The problem is this. I do not love this book. That’s not a snide way of saying that I hate it. It’s just a simple statement of fact. The problem is I’m a little squeamish about being critical of self published works. After all, these authors don’t have the luxury of a fat paycheck to cushion the blow of criticism. I’ve felt the sting of criticism myself and I know how badly it stings.

I could take the “If you don’t have anything nice to say don’t say anything at all,” way out, but that feels somehow disingenuous to me. The thing is, there were some things I did quite like about this book, and I want to be able to tell both the good and bad, and let you decide for yourselves. So here goes.

Starting with the bad.

If I had to sum up my main problem with this book in one word it would be this: flat.

The main character for instance seems to be something of a puppet, a mannequin being moved through the various plot points on a track the author had set up for him. He is given a history within the story, but only as an explanation for his knowledge of the dark arts. There is one moment when the protagonist experiences a flashback to a darker time of war and death, but it is a tiny island of color in a still gray sea.
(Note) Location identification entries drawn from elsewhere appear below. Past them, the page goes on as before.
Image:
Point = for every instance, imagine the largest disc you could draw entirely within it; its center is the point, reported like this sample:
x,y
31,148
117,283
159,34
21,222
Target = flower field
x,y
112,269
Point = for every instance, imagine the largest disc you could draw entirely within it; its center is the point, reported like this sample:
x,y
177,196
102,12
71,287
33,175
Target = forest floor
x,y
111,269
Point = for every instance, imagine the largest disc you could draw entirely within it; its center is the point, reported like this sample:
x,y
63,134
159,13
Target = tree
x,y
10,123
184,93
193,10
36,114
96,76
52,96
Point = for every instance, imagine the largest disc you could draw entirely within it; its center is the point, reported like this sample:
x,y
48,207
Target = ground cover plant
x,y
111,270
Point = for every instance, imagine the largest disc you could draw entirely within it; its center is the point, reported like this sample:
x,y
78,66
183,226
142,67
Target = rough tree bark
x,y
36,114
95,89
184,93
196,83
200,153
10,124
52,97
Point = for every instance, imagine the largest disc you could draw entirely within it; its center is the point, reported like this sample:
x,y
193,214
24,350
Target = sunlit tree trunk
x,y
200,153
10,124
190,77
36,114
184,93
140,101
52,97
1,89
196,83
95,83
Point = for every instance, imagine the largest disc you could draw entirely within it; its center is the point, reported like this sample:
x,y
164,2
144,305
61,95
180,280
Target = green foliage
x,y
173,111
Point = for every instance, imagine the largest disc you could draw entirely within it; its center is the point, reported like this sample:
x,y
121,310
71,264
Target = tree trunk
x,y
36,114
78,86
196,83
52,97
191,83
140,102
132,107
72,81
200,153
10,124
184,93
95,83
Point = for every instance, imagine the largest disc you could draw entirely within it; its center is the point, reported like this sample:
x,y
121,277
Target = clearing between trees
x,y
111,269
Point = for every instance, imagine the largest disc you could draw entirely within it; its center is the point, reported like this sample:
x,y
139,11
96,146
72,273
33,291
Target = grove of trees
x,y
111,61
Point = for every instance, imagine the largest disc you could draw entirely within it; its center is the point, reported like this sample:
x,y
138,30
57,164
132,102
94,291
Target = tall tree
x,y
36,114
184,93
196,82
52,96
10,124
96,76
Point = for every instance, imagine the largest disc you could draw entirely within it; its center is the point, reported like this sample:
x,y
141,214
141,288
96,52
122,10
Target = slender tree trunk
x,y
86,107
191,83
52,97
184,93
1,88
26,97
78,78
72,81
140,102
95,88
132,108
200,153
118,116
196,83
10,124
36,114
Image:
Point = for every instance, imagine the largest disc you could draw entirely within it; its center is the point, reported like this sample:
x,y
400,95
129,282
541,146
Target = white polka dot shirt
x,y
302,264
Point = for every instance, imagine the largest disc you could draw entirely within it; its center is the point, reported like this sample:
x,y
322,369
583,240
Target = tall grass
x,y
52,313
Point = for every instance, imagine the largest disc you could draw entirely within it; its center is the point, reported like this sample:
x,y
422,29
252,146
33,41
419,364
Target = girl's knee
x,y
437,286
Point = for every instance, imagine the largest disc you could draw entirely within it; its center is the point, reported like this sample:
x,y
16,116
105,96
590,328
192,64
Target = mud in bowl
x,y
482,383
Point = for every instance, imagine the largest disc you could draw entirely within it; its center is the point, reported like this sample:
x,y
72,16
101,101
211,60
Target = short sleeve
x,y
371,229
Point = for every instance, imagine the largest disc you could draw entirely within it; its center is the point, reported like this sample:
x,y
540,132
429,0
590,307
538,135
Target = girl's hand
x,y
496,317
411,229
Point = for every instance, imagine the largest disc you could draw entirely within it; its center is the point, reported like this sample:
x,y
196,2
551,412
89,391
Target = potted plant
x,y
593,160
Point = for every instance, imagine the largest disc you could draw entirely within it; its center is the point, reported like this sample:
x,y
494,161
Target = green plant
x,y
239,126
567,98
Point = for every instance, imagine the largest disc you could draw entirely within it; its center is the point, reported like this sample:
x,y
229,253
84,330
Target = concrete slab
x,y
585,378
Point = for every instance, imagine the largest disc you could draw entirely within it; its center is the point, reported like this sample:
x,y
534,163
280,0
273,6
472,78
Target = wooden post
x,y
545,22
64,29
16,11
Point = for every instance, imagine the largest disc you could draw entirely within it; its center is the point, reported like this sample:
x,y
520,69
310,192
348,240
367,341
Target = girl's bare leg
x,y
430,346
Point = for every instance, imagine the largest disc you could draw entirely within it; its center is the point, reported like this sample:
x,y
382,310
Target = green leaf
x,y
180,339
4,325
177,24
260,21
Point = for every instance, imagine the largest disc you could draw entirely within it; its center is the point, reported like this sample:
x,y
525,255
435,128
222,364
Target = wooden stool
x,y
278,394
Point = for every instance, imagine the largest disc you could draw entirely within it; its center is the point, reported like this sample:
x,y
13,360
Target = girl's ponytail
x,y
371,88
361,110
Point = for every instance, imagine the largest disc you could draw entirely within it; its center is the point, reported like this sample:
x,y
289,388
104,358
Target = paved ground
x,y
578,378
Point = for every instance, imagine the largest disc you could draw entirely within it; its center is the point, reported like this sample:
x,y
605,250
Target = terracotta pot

The book is narrated in a very Victorian style of prose which is beautifully executed. However the detached style serves to distance the reader from the plot. For instance when the protagonist is fighting his way through the dark cave to face the eponymous devil in chains he is set upon by a great swarm of insects. While the idea of such an attack is terrifying enough, the calm manner in which it is related feels completely at odds with the true terror of the situation. When reading this passage I found myself wanting to hear the air thrumming with the wings of the cicadas. I wanted to feel a thousand insectile feet crawling across my skin. But instead I was left with a bare description of the facts.

The book is set in a fairly standard steampunk universe which is rendered well enough, but in by end I was asking myself, “Why?” The setting did not appear to be truly central to the plot in any way. In a way it detracted from the terror one might feel if such a story were told in a more familiar and believable setting.

It also had me scratching my head a bit. The story is set in an alternate universe in the year 2001. However every aspect of the culture is a carbon copy of the Victorian era. This left me asking myself, “How is it that the culture could have stagnated for two hundred years while so many technological advances were being made?” I contend that it would have been far more fascinating to see classic steampunk technology set in a world with a society similar to our own.

Now, for the good.

This is not a bad book. I am sure that statement may sound dubious after reading the previous paragraphs, but it is completely true. The author’s command of his prose is both masterful and polished. Despite my problems with the detached feel of the Victorian style prose, the fact that the author was able to slip into that mode so completely is a testament to his skill.

Likewise, the story was enjoyable on the whole. In spite of my earlier complaints about flat characterization, I found the actual events of the story to be completely engrossing. In particular I found the supernatural antagonist’s ability to create an army of facsimiles from the bodies of the newly dead villagers to be terrifying on a very primal level. One of these facsimiles, the Lambert-thing, may be one of the most unsettling villains I have yet encountered in literature.

In summary, in spite of its failings, The Devil in Chains is a truly unique variation on classic horror themes and it deserves to be recognized as such. At only 25,000 words it is a fast and engaging read. And since it is available for free download from the folks over at Smashwords, the price in unbeatable.

I give it ^ of ! stars. Go and check it out and decide its merits for yourself.